The big takeaway is that mainstream CPU dies are
much smaller. If you look at
MTr/$ or
mm^2/$,
you're still getting a better value from GPUs, in spite of the fact that a CPU is basically the dies in a package, while a GPU includes VRMs, a PCB, a thermal solution, fans, and GBs of expensive GDDR memory!
With that said, Ryzen has stayed a little flatter in both area and transistor pricing. It's interesting to note that they've also stayed pretty flat in GFLOPS/$, although I'm not terribly confident about those theoretical GFLOPS numbers and will try to firm them up.
To gain some insight into why area and transistor pricing are breaking down, consider:
Why is that happening? Let's start by looking at wafer price trends:
So, should we blame TSMC or ASML for being greedy, instead of Nvidia?
Maybe not. Newer wafers are objectively more resource-intensive to produce.
Furthermore, design costs are also increasing at a similar pace:
GPUs rely primarily on node improvements and scale to deliver better performance.
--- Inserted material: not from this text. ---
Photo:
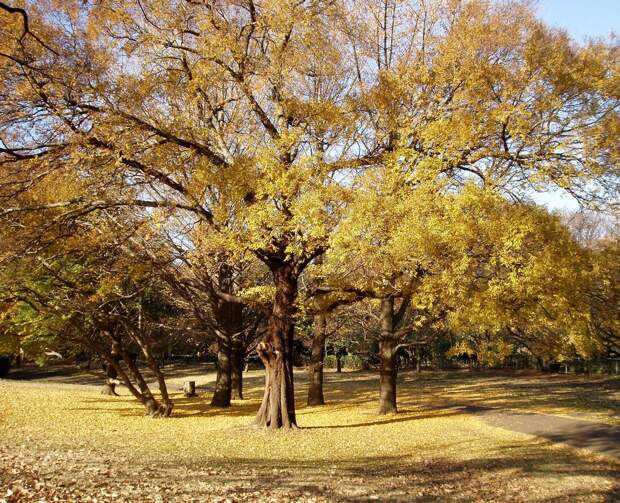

As long as newer nodes continue getting more expensive to design & manufacture, the GPU perf/$ curve will inevitably flatten, either by new generations offering smaller performance gains, being
even more expensive, or some combination.
Try looking at it this way: you're not
losing anything. GPU perf/$ is better than it's ever been. It just won't
improve at the same rate as before. That sense of loss you're feeling is that GPUs got a "free ride" on Moore's Law bandwagon, and that's finally slowing down. It's sad to see a good thing end, but I think that's where we are.